Brazil’s universities are confident that the flagship student exchange programme Science Without Borders will be relaunched, but want to ensure that it does not drain funding from other academic activities.
Between 2011 and 2016, more than 90,000 Brazilian students and researchers travelled to international universities under the scheme, but it now faces an uncertain future because of the country’s ongoing financial crisis.
The scheme’s annual funding was cut last year from nearly R3.5 billion (£850 million) to R2.1 billion and new scholarships have been frozen because of lack of funds.
Raul Machado Neto, provost for international cooperation at the University of São Paulo, told Times Higher Education that policymakers were “committed” to Science Without Borders continuing.
“I am confident that it will be relaunched because it is an important experience for the students,” Professor Machado Neto said.
However, Professor Machado Neto said that universities hoped that Science Without Borders could be redesigned to better serve the needs of Brazil’s universities.
In particular, he said that universities wanted to have a stronger role in the scheme and a bigger say in where students went, ensuring that relationships can be built up between institutions, not just between students and foreign institutions.
And he suggested that Science Without Borders may need to operate on a more modest scale, in order to ensure that it does not impoverish other areas of higher education funding, such as research.
“The scale could be different and it could be done in a different way with more participation from the institution,” Professor Machado Neto said. “We would also like to have a programme that could not hurt other sources of support, like research.”

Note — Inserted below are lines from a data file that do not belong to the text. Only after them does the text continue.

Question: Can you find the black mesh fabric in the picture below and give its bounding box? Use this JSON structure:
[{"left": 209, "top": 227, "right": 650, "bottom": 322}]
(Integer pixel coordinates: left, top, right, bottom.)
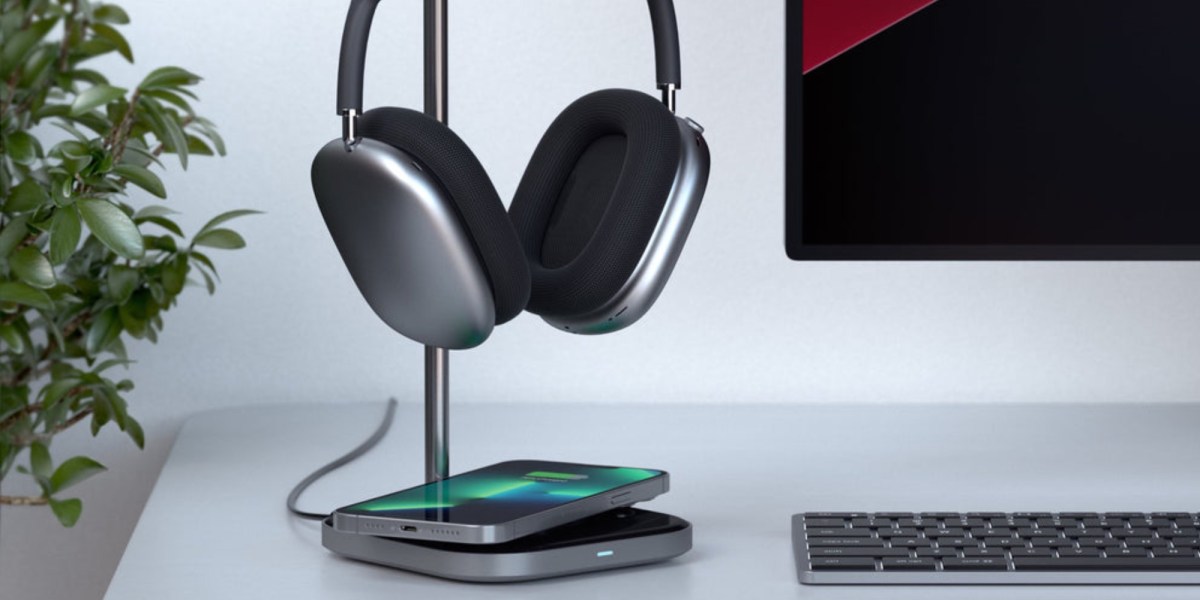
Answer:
[
  {"left": 359, "top": 108, "right": 529, "bottom": 324},
  {"left": 509, "top": 90, "right": 680, "bottom": 317}
]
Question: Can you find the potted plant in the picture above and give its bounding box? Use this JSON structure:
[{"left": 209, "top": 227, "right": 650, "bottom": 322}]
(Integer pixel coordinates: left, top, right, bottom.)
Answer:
[{"left": 0, "top": 0, "right": 253, "bottom": 527}]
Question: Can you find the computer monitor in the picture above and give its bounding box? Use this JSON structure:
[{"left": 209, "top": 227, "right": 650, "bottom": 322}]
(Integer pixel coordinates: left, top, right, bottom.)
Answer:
[{"left": 786, "top": 0, "right": 1200, "bottom": 260}]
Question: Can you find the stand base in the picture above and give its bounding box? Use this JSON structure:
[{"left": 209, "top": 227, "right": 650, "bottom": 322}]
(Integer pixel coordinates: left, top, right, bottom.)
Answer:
[{"left": 320, "top": 508, "right": 691, "bottom": 583}]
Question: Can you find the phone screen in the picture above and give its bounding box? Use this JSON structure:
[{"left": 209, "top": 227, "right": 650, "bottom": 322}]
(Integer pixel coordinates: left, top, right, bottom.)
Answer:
[{"left": 341, "top": 461, "right": 662, "bottom": 524}]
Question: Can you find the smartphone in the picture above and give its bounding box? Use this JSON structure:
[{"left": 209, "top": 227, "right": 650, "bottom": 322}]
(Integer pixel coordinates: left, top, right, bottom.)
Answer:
[{"left": 334, "top": 461, "right": 667, "bottom": 544}]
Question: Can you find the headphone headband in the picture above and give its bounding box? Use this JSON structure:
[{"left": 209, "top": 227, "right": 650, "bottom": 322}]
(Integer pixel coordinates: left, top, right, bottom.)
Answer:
[{"left": 337, "top": 0, "right": 680, "bottom": 114}]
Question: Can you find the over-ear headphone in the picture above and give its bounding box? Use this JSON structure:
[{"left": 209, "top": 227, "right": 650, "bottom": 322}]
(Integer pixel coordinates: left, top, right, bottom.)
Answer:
[{"left": 312, "top": 0, "right": 709, "bottom": 349}]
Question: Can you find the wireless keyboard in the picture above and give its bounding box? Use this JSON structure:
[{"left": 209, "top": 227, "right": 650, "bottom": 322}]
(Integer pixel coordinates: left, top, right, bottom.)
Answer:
[{"left": 792, "top": 512, "right": 1200, "bottom": 584}]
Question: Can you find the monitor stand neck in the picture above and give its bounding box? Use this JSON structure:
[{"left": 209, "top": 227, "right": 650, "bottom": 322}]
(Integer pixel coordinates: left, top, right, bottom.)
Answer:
[{"left": 425, "top": 0, "right": 450, "bottom": 481}]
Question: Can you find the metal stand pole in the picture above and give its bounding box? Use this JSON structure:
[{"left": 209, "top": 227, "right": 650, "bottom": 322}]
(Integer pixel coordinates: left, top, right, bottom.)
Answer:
[{"left": 425, "top": 0, "right": 450, "bottom": 481}]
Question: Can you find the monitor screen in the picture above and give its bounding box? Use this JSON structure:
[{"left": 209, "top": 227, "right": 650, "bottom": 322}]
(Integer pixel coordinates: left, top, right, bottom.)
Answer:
[{"left": 786, "top": 0, "right": 1200, "bottom": 259}]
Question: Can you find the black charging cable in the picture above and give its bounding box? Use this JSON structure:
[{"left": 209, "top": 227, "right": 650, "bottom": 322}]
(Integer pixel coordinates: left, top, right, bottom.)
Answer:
[{"left": 288, "top": 398, "right": 396, "bottom": 521}]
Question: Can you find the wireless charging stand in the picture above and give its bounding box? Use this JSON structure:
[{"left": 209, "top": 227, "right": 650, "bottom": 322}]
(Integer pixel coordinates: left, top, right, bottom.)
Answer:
[{"left": 320, "top": 0, "right": 691, "bottom": 582}]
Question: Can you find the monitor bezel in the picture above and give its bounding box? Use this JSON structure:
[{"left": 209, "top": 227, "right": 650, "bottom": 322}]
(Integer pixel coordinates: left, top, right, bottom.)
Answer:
[{"left": 784, "top": 0, "right": 1200, "bottom": 260}]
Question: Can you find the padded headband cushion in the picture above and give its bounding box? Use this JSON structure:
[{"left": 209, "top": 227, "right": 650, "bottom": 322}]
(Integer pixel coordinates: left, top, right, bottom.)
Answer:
[
  {"left": 359, "top": 108, "right": 529, "bottom": 324},
  {"left": 509, "top": 90, "right": 680, "bottom": 317}
]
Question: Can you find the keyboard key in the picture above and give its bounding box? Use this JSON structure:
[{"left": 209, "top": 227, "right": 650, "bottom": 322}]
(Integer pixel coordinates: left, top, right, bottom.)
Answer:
[
  {"left": 1126, "top": 538, "right": 1166, "bottom": 548},
  {"left": 804, "top": 527, "right": 871, "bottom": 538},
  {"left": 850, "top": 517, "right": 895, "bottom": 527},
  {"left": 1012, "top": 557, "right": 1200, "bottom": 571},
  {"left": 809, "top": 538, "right": 883, "bottom": 548},
  {"left": 1104, "top": 528, "right": 1154, "bottom": 538},
  {"left": 971, "top": 527, "right": 1013, "bottom": 538},
  {"left": 925, "top": 527, "right": 967, "bottom": 538},
  {"left": 1030, "top": 538, "right": 1075, "bottom": 548},
  {"left": 892, "top": 538, "right": 934, "bottom": 548},
  {"left": 804, "top": 518, "right": 858, "bottom": 528},
  {"left": 883, "top": 558, "right": 937, "bottom": 571},
  {"left": 983, "top": 538, "right": 1026, "bottom": 548},
  {"left": 942, "top": 557, "right": 1008, "bottom": 571},
  {"left": 878, "top": 528, "right": 920, "bottom": 538},
  {"left": 811, "top": 557, "right": 875, "bottom": 571},
  {"left": 937, "top": 538, "right": 979, "bottom": 548},
  {"left": 1062, "top": 527, "right": 1109, "bottom": 538},
  {"left": 809, "top": 547, "right": 908, "bottom": 558},
  {"left": 1158, "top": 527, "right": 1200, "bottom": 538},
  {"left": 1016, "top": 527, "right": 1058, "bottom": 538}
]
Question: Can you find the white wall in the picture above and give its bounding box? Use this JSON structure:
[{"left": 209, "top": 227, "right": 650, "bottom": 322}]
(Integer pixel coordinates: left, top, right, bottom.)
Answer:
[{"left": 0, "top": 0, "right": 1200, "bottom": 598}]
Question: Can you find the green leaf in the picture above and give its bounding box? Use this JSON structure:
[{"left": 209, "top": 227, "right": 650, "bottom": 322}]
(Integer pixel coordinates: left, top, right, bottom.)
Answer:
[
  {"left": 0, "top": 281, "right": 54, "bottom": 311},
  {"left": 113, "top": 162, "right": 167, "bottom": 199},
  {"left": 29, "top": 442, "right": 50, "bottom": 481},
  {"left": 0, "top": 323, "right": 25, "bottom": 352},
  {"left": 8, "top": 246, "right": 58, "bottom": 289},
  {"left": 187, "top": 136, "right": 215, "bottom": 156},
  {"left": 192, "top": 229, "right": 246, "bottom": 250},
  {"left": 91, "top": 4, "right": 130, "bottom": 25},
  {"left": 86, "top": 307, "right": 121, "bottom": 356},
  {"left": 200, "top": 271, "right": 217, "bottom": 295},
  {"left": 140, "top": 217, "right": 184, "bottom": 238},
  {"left": 4, "top": 179, "right": 49, "bottom": 212},
  {"left": 50, "top": 456, "right": 108, "bottom": 493},
  {"left": 198, "top": 209, "right": 263, "bottom": 234},
  {"left": 0, "top": 217, "right": 29, "bottom": 258},
  {"left": 108, "top": 265, "right": 140, "bottom": 304},
  {"left": 50, "top": 498, "right": 83, "bottom": 527},
  {"left": 5, "top": 131, "right": 37, "bottom": 164},
  {"left": 91, "top": 23, "right": 133, "bottom": 62},
  {"left": 77, "top": 198, "right": 145, "bottom": 259},
  {"left": 138, "top": 67, "right": 200, "bottom": 90},
  {"left": 162, "top": 254, "right": 190, "bottom": 295},
  {"left": 0, "top": 18, "right": 59, "bottom": 79},
  {"left": 50, "top": 206, "right": 83, "bottom": 264},
  {"left": 71, "top": 85, "right": 126, "bottom": 115}
]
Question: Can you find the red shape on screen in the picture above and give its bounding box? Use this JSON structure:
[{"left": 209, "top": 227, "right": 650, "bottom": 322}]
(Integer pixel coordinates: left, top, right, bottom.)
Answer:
[{"left": 803, "top": 0, "right": 937, "bottom": 73}]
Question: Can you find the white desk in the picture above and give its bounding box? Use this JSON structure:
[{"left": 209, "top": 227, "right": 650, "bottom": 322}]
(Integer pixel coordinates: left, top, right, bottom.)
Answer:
[{"left": 107, "top": 402, "right": 1200, "bottom": 600}]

Brazilian government data show that 92,880 students and researchers went overseas under Science Without Borders between 2011 and 2016. The US and the UK were the primary destinations, welcoming 27,821 and 10,736 people respectively. Canada, France and Australia were also popular exchange countries.
Many observers regard mobility on this scale to be unsustainable and Brazil’s education ministry says that the scheme will focus in future on postgraduate rather than undergraduate exchange.
Speaking during the recent THE World Academic Summit, held at the University of California, Berkeley, Professor Machado Neto agreed that supporting master’s and especially doctoral students was a priority for institutions in the country, but cautioned that undergraduates were “future graduate students” and that international experience could make a “tremendous contribution” to their future careers.
Professor Machado Neto said that academics would “take some time” to assess the new government, which was installed following the impeachment of president Dilma Rousseff, but added that academic freedom had been “assured” by the new administration.
The key challenge, he said, was funding cuts, with the University of São Paulo facing a budgetary reduction of between 10 and 20 per cent. The impact on research projects that are being halted is a particular concern.
“We have research that is really impacting on quality of life; we have specific research that is important for local solutions,” he said. “Nobody is going to take care of this – the country, the state or the region – to provide solutions for the challenges.”